Wie öffnet man denn einen 'Ordner'?


----------



## Guppi (27. Mrz 2008)

Also ich meine das so: Wenn du z.B. auf dem Desktop einen Ordner namens "Neuer Ordner" hast und da ist eine Java Datei drin, z.B. namens "Test".
Dann soll "Java.jar" ausgeführt werden, wenn der Ordner "Neuer Ordner" geöffnet wird.
Jetzt verstanden?


----------



## Janus (27. Mrz 2008)

warum sollte man sowas wollen?


----------



## Guppi (27. Mrz 2008)

Also, meinem Freund wurde ein Programm zugeschickt, womit sein PC runtergefahren wird, sobald er draufklickt. Und jetzt wollte ich wissen, ob es theoretisch gehen würde ein programm zu schreiben, welches sofort startet, sobald der Ordner geöffnet wird... Und wenn es gehen würde, wie es geht


----------



## Wildcard (28. Mrz 2008)

Mit Ordner meinst du wohl Verzeichnis.

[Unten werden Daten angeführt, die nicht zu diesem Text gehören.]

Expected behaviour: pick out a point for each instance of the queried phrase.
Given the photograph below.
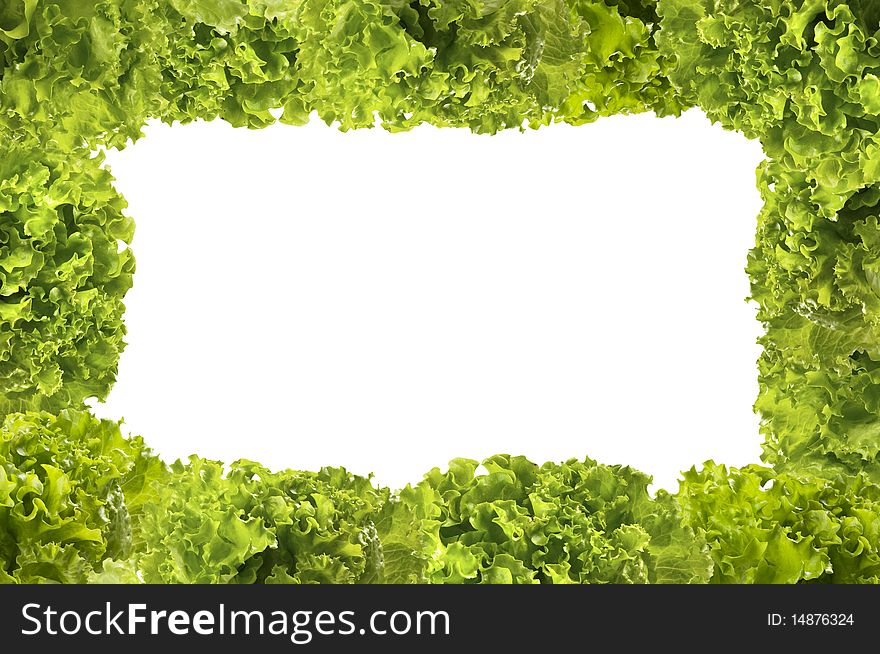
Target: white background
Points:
(387, 302)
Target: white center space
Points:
(387, 302)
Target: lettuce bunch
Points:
(575, 522)
(71, 487)
(78, 502)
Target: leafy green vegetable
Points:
(63, 509)
(249, 525)
(764, 527)
(577, 522)
(78, 502)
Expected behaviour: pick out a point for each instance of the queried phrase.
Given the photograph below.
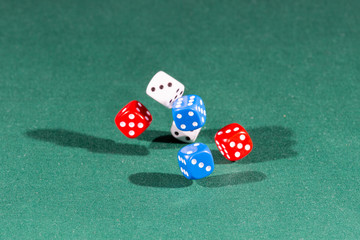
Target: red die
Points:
(233, 141)
(133, 119)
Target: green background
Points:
(288, 71)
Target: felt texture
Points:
(287, 71)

Ein Verzeichnis öffnet man nicht, man listet seinen Inhalt auf.
Was du unter öffnen verstehst macht ein Progamm, bei dir also der Windows Explorer.
Wenn du das also möchtest, bring es deinem Windows Explorer bei.


----------



## Guppi (28. Mrz 2008)

Du kennst doch einen Ordner. Da befinden sich verschiedene Sachen drin und wenn man ihn öffnet, dann öffnet sich der Explorer und man sieht den Ordnerinhalt. Z.B. Musik, Verknüpfungen, Bilder, etc. Und wenn ich jetzt eine ".jar" Datei in so einen Ordner reinstecke, dann soll diese ".jar" Datei ausgeführt werden, sobalt der Ordner, in dem sich die Datei befindet geöffnet wird.
Hier ein Bild von einem Ordner:





Und so ein Ordnerinhalt könnte dann z.B. so aussehen: (Und dieses Programm "Starter" soll ausgeführt werden, wenn der Ordner namens "Neuer Ordner" geöffnet wurde)


----------



## ARadauer (28. Mrz 2008)

hast du das schon irgendwo mal gesehen?

ich denk nicht dass das geht, ohne das du jetzt explorer.exe umschreibst und neu compilierst ;-)


----------



## Wolfgang Lenhard (28. Mrz 2008)

Hi Guppi,
ich glaube es ist das Beste, wenn Du einfach einen Shortcut auf dem Desktop erzeugst: Starter.jat anklicken, Maustaste gedrückt halten und auf den Desktop ziehen, Strg + Shift drücken und Maustaste loslassen. Voilà: Ein Shortcut, mit dem man direkt das Programm ausführen kann. Alternativ kannst Du auch direkt Starter.jar auf den Desktop ziehen. Wenn es eh nur eine Datei ist, wozu dann ein eigener Order?

Ciao,
  Wolfgang

P.S.: Ich glaube, es geht prinzipiell nicht, ein Programm auszuführen, sobald ein Ordner angezeigt wird. Das wäre komplett fatal, da man dem Nutzer beliebige Schadprogramm unterjubeln könnte und diese unkontrolliert aktiviert werden.


----------



## MiDniGG (28. Mrz 2008)

Was war denn nun an Wildcards aussage so unverständlich???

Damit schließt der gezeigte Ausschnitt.